Visualization and Inhibition of Mitochondria-Nuclear Translocation of Apoptosis Inducing Factor by a Graphene Oxide-DNA Nanosensor.

机构信息

College of Chemistry, Chemical Engineering and Materials Science, Collaborative Innovation Center of Functionalized Probes for Chemical Imaging in Universities of Shandong, Key Laboratory of Molecular and Nano Probes, Ministry of Education, Institute of Biomedical Sciences, Shandong Normal University , Jinan, Shandong 250014, P.R. China.

出版信息

Anal Chem. 2017 Apr 18;89(8):4642-4647. doi: 10.1021/acs.analchem.7b00221. Epub 2017 Apr 7.

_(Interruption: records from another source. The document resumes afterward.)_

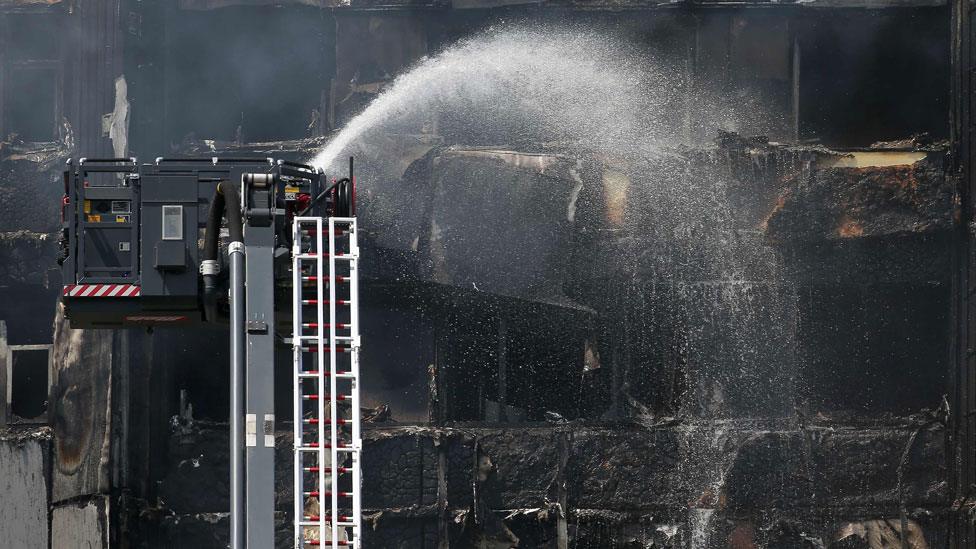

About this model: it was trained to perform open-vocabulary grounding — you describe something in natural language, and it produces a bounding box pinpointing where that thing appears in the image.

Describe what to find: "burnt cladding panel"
[77,184,139,284]
[141,174,199,302]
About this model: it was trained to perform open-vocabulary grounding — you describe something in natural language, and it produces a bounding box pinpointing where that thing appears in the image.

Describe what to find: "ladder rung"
[298,370,355,382]
[298,521,356,528]
[302,276,349,282]
[303,467,352,475]
[305,515,352,522]
[303,440,352,450]
[305,229,350,236]
[302,417,349,425]
[302,322,350,329]
[298,252,359,261]
[302,395,352,402]
[302,346,352,353]
[302,490,352,498]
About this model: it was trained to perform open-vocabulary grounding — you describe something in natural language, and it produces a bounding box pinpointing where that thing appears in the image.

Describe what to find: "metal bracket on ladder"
[292,217,362,549]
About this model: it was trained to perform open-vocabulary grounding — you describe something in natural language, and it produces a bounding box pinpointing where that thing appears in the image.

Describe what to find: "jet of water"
[311,27,680,171]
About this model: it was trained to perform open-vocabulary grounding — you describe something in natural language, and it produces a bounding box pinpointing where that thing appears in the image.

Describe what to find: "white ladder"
[292,217,363,549]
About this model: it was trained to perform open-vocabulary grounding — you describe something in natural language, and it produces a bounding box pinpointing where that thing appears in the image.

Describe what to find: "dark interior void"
[0,284,61,345]
[158,324,231,421]
[797,8,949,147]
[0,14,61,141]
[797,283,951,414]
[435,300,600,422]
[165,7,335,143]
[10,350,48,419]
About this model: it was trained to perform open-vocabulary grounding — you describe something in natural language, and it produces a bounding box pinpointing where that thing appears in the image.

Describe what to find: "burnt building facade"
[0,0,976,549]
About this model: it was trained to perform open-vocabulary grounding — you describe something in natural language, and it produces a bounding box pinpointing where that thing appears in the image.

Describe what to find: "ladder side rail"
[291,218,305,549]
[315,217,335,546]
[348,218,363,547]
[328,217,342,549]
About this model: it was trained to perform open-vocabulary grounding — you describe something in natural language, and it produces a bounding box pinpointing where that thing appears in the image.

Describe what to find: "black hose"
[202,181,244,322]
[297,177,349,217]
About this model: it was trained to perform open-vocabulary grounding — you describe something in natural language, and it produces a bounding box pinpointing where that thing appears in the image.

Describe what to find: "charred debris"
[0,0,976,549]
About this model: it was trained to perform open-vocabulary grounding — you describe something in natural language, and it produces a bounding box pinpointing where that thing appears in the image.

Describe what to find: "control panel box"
[60,158,323,328]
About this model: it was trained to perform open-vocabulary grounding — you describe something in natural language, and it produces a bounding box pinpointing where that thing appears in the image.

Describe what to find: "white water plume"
[311,28,681,170]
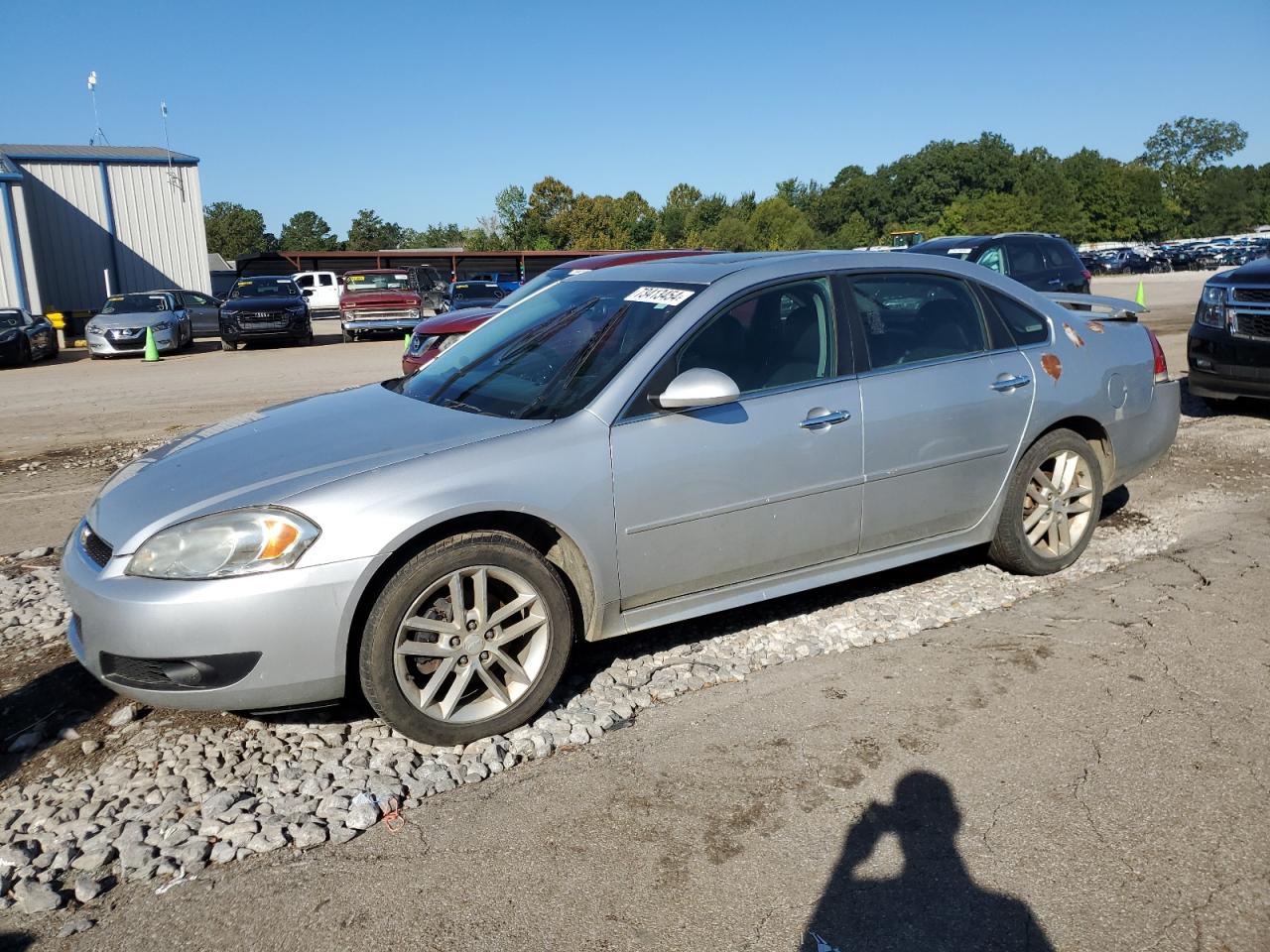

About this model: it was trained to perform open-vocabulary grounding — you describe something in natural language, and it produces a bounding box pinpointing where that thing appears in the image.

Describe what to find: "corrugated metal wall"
[18,162,118,313]
[107,163,212,294]
[0,181,22,307]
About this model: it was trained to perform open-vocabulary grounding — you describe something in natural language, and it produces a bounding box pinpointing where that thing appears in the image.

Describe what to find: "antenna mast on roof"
[87,69,110,146]
[159,99,186,200]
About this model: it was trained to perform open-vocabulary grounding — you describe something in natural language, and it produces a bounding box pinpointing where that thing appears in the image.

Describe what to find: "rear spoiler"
[1045,291,1151,322]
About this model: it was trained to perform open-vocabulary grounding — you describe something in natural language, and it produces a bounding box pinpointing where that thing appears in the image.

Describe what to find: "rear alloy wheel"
[361,532,572,745]
[988,430,1102,575]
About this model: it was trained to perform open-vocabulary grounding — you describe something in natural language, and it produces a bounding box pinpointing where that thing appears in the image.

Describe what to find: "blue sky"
[0,0,1270,235]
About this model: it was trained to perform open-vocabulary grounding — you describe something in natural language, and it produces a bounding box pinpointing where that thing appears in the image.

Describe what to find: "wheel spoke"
[476,665,512,704]
[441,663,476,721]
[490,615,548,645]
[490,648,530,684]
[449,572,467,626]
[401,616,462,635]
[1024,507,1049,532]
[472,568,489,625]
[485,591,539,629]
[419,654,458,711]
[396,641,454,657]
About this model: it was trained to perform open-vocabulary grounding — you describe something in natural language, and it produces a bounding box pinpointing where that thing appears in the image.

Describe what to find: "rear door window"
[849,274,988,369]
[983,287,1049,346]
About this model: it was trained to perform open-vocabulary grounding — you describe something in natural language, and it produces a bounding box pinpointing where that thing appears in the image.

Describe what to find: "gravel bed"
[0,508,1178,912]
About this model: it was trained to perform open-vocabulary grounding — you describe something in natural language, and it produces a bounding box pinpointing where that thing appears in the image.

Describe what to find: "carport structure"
[237,248,622,281]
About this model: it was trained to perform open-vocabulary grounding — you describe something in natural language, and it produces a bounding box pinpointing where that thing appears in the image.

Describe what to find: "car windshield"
[230,278,300,300]
[344,272,410,292]
[494,268,569,311]
[101,295,172,313]
[450,283,499,300]
[389,281,699,418]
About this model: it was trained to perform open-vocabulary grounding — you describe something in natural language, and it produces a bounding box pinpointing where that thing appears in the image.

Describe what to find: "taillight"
[1147,327,1169,384]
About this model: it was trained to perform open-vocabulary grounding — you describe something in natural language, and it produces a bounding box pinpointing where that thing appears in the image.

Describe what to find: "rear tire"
[988,429,1102,575]
[358,532,574,745]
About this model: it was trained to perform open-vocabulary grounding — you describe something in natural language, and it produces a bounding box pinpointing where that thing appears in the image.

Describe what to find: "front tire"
[988,429,1102,575]
[359,532,574,745]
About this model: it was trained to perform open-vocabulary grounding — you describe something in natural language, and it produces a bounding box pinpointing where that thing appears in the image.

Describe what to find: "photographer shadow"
[800,772,1053,952]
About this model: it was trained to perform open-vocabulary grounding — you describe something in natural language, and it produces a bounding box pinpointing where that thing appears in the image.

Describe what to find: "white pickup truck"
[292,272,340,317]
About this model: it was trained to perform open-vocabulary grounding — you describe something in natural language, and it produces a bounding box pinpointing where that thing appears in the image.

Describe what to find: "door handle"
[992,373,1031,393]
[799,410,851,430]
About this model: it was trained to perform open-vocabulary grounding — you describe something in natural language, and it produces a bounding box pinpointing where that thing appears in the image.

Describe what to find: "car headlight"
[124,509,320,579]
[437,334,467,354]
[1195,285,1225,327]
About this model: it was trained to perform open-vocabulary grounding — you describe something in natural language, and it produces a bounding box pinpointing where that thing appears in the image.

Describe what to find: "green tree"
[344,208,404,251]
[494,185,530,248]
[1139,115,1248,218]
[280,210,339,251]
[749,195,818,251]
[525,176,575,250]
[203,202,267,262]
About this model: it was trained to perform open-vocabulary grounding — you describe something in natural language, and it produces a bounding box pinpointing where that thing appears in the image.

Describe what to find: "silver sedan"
[63,253,1179,744]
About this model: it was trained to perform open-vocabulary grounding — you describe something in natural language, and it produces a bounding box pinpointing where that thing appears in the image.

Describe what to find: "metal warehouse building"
[0,145,210,320]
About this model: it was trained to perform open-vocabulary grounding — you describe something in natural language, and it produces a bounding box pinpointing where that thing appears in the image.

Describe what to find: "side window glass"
[983,294,1049,346]
[851,274,988,368]
[667,278,837,394]
[1010,241,1045,274]
[1044,241,1083,269]
[978,245,1006,274]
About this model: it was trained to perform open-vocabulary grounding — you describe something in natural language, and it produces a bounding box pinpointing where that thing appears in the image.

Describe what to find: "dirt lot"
[0,391,1270,952]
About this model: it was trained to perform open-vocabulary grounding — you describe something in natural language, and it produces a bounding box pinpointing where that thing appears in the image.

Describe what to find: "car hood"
[339,291,419,307]
[414,307,503,336]
[90,311,177,330]
[221,298,305,311]
[87,384,546,554]
[1207,258,1270,285]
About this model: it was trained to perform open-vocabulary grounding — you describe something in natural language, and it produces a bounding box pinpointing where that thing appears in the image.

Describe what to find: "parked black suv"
[219,274,314,350]
[1187,258,1270,405]
[908,231,1089,295]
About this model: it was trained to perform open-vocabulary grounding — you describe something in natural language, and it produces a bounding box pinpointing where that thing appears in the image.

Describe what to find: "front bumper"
[1187,323,1270,399]
[83,327,177,357]
[340,312,419,334]
[61,531,373,711]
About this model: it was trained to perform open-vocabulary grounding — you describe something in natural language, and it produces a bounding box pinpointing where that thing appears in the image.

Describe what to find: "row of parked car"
[1080,237,1270,274]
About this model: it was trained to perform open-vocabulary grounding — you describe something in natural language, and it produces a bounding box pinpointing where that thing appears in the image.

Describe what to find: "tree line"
[204,115,1270,258]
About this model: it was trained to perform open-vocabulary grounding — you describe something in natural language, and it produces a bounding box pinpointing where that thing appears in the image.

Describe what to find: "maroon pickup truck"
[401,250,711,375]
[339,268,422,341]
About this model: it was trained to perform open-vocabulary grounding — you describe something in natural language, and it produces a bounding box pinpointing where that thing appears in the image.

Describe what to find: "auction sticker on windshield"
[626,289,698,307]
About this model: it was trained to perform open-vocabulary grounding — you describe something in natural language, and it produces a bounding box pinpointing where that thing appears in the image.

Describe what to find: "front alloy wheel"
[361,532,572,744]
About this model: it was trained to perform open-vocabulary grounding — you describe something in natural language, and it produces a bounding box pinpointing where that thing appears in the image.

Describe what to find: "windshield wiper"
[516,303,631,420]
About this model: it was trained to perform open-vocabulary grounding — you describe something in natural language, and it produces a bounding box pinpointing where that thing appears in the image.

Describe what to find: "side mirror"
[652,367,740,410]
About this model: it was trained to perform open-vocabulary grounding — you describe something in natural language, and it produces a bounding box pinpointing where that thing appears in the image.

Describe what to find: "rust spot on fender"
[1040,354,1063,384]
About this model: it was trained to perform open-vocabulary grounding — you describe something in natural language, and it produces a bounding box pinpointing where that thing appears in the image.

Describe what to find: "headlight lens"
[1195,285,1225,327]
[126,509,318,579]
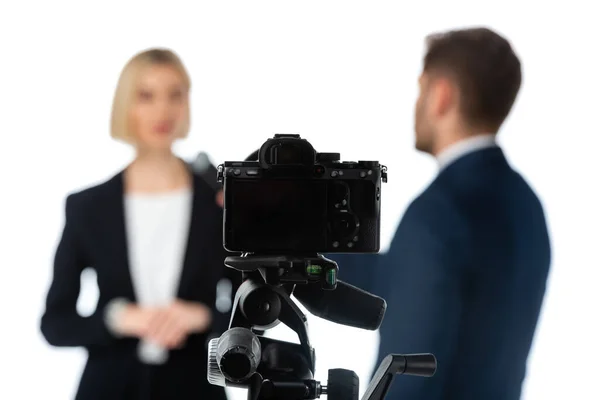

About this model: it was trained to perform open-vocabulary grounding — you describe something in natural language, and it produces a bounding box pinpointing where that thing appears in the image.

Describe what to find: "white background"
[0,0,600,399]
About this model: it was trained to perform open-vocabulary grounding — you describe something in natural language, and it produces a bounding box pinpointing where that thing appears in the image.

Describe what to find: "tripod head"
[208,253,435,400]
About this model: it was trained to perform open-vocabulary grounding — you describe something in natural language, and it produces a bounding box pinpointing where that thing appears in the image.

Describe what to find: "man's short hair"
[423,28,521,132]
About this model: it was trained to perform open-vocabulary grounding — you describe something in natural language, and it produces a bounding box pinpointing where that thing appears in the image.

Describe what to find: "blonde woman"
[41,49,232,400]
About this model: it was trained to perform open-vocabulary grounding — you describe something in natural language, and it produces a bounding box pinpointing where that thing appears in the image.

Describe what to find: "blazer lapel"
[177,174,209,298]
[105,171,137,302]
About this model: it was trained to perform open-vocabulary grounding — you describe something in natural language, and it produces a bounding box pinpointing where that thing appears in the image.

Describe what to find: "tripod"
[208,254,435,400]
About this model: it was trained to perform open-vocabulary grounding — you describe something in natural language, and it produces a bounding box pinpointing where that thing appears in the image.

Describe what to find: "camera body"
[218,134,387,254]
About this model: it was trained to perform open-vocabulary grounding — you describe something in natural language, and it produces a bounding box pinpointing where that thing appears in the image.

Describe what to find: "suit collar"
[436,134,497,171]
[106,164,214,301]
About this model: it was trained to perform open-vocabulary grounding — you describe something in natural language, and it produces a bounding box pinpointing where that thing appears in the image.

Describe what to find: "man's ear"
[431,77,456,117]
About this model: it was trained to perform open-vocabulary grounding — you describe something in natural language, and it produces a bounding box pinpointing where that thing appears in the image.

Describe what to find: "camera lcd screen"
[224,179,327,252]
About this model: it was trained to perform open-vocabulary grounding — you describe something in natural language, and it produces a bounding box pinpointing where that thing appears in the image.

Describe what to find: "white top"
[436,133,497,171]
[125,189,192,364]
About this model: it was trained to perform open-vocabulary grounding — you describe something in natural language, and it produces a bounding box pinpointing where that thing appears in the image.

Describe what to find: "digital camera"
[217,134,387,254]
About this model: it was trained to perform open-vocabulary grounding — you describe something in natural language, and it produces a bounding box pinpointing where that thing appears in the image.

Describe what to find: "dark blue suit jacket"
[328,148,550,400]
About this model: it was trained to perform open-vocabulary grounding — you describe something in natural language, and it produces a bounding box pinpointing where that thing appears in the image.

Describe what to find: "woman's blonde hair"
[110,48,191,143]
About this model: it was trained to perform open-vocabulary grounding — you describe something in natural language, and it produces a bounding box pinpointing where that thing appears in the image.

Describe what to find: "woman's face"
[129,65,189,151]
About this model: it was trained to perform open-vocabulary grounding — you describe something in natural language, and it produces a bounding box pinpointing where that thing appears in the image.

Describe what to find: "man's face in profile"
[415,73,434,153]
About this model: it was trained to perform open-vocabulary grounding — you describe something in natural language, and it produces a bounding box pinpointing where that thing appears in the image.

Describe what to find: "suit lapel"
[105,171,137,302]
[177,174,210,298]
[104,165,214,302]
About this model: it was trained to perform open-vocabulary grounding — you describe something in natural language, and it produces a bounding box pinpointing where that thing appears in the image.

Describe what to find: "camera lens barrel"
[209,327,261,382]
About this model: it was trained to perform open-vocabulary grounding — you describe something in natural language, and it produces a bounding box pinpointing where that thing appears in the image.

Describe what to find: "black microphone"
[294,281,387,331]
[191,151,222,192]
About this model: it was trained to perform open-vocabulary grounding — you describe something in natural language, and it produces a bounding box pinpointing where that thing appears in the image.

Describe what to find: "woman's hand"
[144,300,212,349]
[114,304,158,338]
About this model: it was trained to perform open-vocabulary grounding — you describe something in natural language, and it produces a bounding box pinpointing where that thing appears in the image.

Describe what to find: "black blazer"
[331,147,551,400]
[41,167,237,400]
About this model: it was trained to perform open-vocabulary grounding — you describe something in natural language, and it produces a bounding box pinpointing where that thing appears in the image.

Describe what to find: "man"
[331,28,550,400]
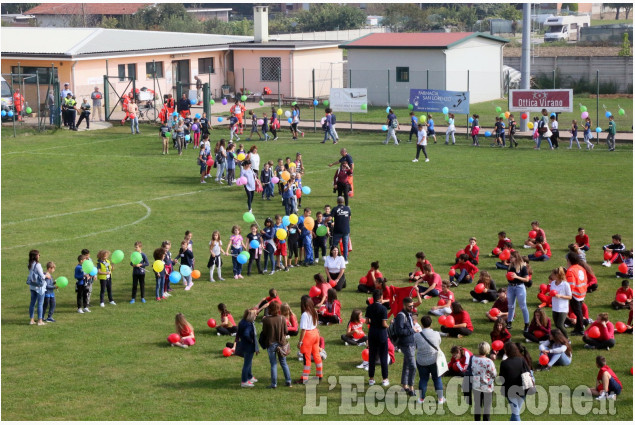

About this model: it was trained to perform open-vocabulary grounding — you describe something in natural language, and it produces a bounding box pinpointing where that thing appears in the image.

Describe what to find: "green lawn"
[1,124,633,420]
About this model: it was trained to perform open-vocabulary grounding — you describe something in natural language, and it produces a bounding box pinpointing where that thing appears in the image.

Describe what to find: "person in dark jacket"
[395,297,417,396]
[236,309,259,388]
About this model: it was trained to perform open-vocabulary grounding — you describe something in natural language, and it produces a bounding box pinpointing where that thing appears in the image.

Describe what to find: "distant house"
[24,3,152,27]
[340,32,507,106]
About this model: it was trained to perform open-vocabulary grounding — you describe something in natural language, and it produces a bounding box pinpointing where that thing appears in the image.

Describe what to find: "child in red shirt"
[611,279,633,310]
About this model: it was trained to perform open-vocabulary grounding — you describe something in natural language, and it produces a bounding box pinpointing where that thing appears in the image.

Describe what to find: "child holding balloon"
[225,226,247,279]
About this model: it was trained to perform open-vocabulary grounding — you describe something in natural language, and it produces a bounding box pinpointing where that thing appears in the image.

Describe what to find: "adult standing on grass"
[366,289,390,387]
[27,249,51,326]
[331,196,351,264]
[262,301,291,389]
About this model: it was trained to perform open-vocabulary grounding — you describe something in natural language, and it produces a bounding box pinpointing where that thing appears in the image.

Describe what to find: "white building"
[340,32,507,106]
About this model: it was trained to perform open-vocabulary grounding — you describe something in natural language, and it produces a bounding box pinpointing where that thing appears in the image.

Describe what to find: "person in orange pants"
[297,295,324,384]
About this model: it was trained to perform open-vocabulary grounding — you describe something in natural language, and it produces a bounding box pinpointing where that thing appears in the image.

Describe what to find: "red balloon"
[309,286,322,298]
[445,316,454,328]
[362,348,370,362]
[587,326,600,338]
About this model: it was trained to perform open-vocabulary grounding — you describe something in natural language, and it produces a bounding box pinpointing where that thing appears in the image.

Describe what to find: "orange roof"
[24,3,151,15]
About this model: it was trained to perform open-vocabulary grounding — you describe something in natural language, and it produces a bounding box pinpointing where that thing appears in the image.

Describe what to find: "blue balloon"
[179,265,192,277]
[170,270,181,283]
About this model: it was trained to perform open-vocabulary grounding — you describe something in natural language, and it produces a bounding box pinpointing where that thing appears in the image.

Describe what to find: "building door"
[172,59,190,99]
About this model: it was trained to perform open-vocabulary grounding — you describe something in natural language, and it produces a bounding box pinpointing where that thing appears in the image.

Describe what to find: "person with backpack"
[384,108,399,145]
[391,297,417,396]
[366,289,390,387]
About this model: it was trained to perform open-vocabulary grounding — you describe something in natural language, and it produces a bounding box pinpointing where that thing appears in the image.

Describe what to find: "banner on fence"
[509,89,573,112]
[410,89,470,115]
[329,88,368,114]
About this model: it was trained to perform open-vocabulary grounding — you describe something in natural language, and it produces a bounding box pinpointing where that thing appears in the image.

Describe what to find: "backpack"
[388,311,406,346]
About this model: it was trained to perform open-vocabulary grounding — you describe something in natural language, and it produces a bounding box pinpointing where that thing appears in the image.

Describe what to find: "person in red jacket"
[589,356,622,400]
[446,345,473,376]
[611,279,633,310]
[575,227,591,251]
[582,313,615,350]
[489,317,512,360]
[450,254,478,286]
[318,288,342,326]
[440,302,474,338]
[523,308,551,343]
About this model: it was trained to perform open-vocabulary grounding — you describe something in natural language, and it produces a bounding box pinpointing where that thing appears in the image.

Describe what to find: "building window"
[146,62,163,79]
[198,58,214,74]
[117,65,126,81]
[397,66,410,83]
[260,57,282,81]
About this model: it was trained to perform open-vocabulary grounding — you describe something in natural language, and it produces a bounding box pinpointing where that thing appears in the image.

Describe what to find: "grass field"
[1,124,633,420]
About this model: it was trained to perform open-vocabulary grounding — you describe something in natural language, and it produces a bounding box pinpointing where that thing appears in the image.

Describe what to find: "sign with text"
[410,89,470,115]
[509,90,573,112]
[329,88,368,114]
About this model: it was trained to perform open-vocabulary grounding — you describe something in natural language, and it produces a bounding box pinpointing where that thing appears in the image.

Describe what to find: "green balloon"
[55,276,68,288]
[315,224,327,236]
[110,249,125,264]
[130,251,143,264]
[243,211,256,223]
[82,260,95,274]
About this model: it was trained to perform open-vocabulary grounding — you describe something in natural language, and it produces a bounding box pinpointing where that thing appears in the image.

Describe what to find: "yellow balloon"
[276,229,287,241]
[152,260,165,273]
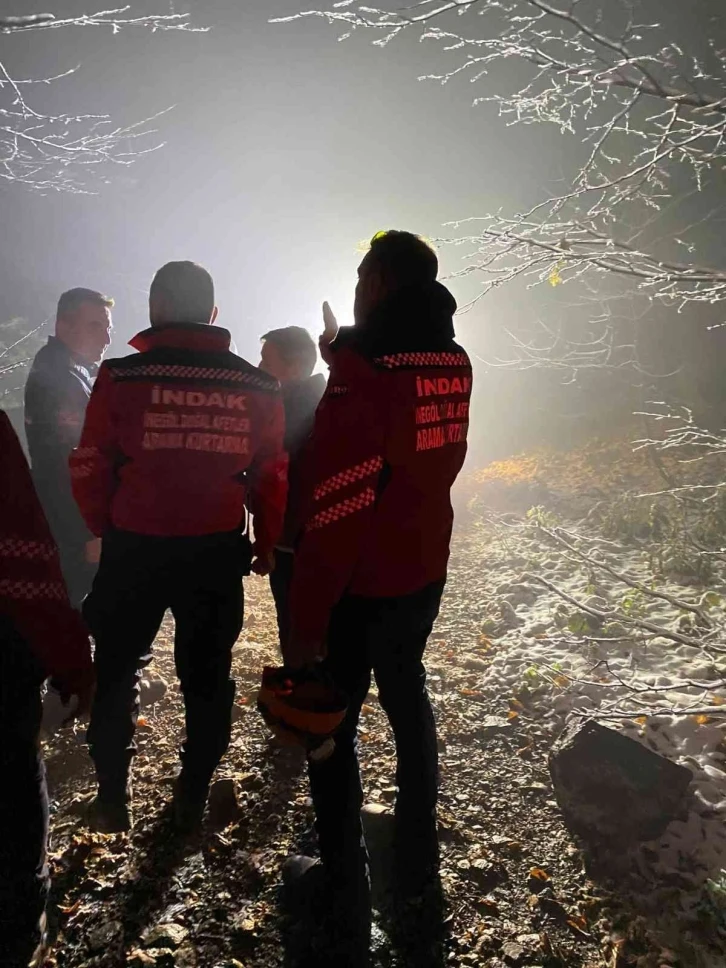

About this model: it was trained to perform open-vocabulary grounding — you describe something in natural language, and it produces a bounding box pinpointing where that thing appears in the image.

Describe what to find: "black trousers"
[83,531,250,798]
[0,618,49,968]
[270,548,295,658]
[58,544,98,609]
[308,581,444,876]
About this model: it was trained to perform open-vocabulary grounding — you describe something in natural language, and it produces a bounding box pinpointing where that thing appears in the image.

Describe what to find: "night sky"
[0,0,556,359]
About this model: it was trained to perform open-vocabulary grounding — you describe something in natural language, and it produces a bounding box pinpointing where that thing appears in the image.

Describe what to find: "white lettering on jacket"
[151,386,247,410]
[416,376,471,397]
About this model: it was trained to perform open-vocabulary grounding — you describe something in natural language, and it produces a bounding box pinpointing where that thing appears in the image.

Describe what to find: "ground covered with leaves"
[46,434,726,968]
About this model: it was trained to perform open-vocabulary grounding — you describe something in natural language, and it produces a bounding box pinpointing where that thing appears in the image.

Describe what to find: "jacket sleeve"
[0,413,93,693]
[70,364,121,537]
[25,373,93,544]
[290,352,386,658]
[248,394,288,556]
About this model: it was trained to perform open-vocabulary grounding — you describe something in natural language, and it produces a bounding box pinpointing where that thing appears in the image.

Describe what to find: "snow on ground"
[452,516,726,968]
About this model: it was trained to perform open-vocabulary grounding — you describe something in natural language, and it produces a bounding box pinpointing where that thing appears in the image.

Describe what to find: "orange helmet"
[257,666,348,751]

DOI:10.1021/acs.analchem.7b00221
PMID:28359155
Abstract

High concentrations of oxidized low density lipoprotein (oxLDL) induce aberrant apoptosis of vascular smooth muscle cells (VSMCs) in atherosclerotic plaques. This apoptosis cannot be blocked completely by the inhibition of caspase, and it eventually potentiates plaque disruption and risk for cardiovascular disease. Given the important role of apoptosis inducing factor (AIF) in caspase-independent apoptosis, here we develop an AIF-targeting nanosensor by the assembly of graphene oxide (GO) nanosheets and dye-labeled DNA hybrid structures. This nanosensor selectively localizes in the cytosol of VSMCs, where it exhibits a "turn-off" fluorescence signal. Under oxLDL stimuli, the release of AIF from mitochondria into cytosol liberates the DNA hybrid structures from the surface of GO and results in a "turn-on" fluorescence signal. This nanosensor is shown to possess rapid response, high sensitivity, and selectivity for AIF that enables real-time imaging of AIF translocation in VSMCs. Using this novel nanosensor, a better assessment of the apoptotic level of VSMCs and a more accurate evaluation of the extent of atherosclerotic lesions can be obtained. More importantly, the abundant binding between DNA hybrid structures and AIF inhibits the translocation of AIF into the nucleus and subsequent apoptosis in VSMCs. This inhibition may help stabilize plaque and reduce the risk of heart attack and stroke.

摘要

高浓度的氧化型低密度脂蛋白(oxLDL)可诱导动脉粥样硬化斑块中的血管平滑肌细胞(VSMCs)发生异常凋亡。这种凋亡不能被 caspase 的抑制完全阻断,最终会增强斑块破裂和心血管疾病的风险。鉴于凋亡诱导因子(AIF)在 caspase 非依赖性凋亡中的重要作用,我们通过组装氧化石墨烯(GO)纳米片和染料标记的 DNA 杂交结构,开发了一种针对 AIF 的纳米传感器。这种纳米传感器选择性地定位于 VSMCs 的细胞质中,在那里它表现出“关闭”的荧光信号。在 oxLDL 刺激下,AIF 从线粒体释放到细胞质中,使 DNA 杂交结构从 GO 表面释放出来,导致荧光信号“开启”。该纳米传感器具有快速响应、高灵敏度和对 AIF 的选择性,可实时成像 VSMCs 中的 AIF 易位。使用这种新型纳米传感器,可以更好地评估 VSMCs 的凋亡水平,并更准确地评估动脉粥样硬化病变的程度。更重要的是,DNA 杂交结构与 AIF 之间的大量结合抑制了 AIF 向细胞核的易位和随后在 VSMCs 中的凋亡。这种抑制可能有助于稳定斑块,降低心脏病发作和中风的风险。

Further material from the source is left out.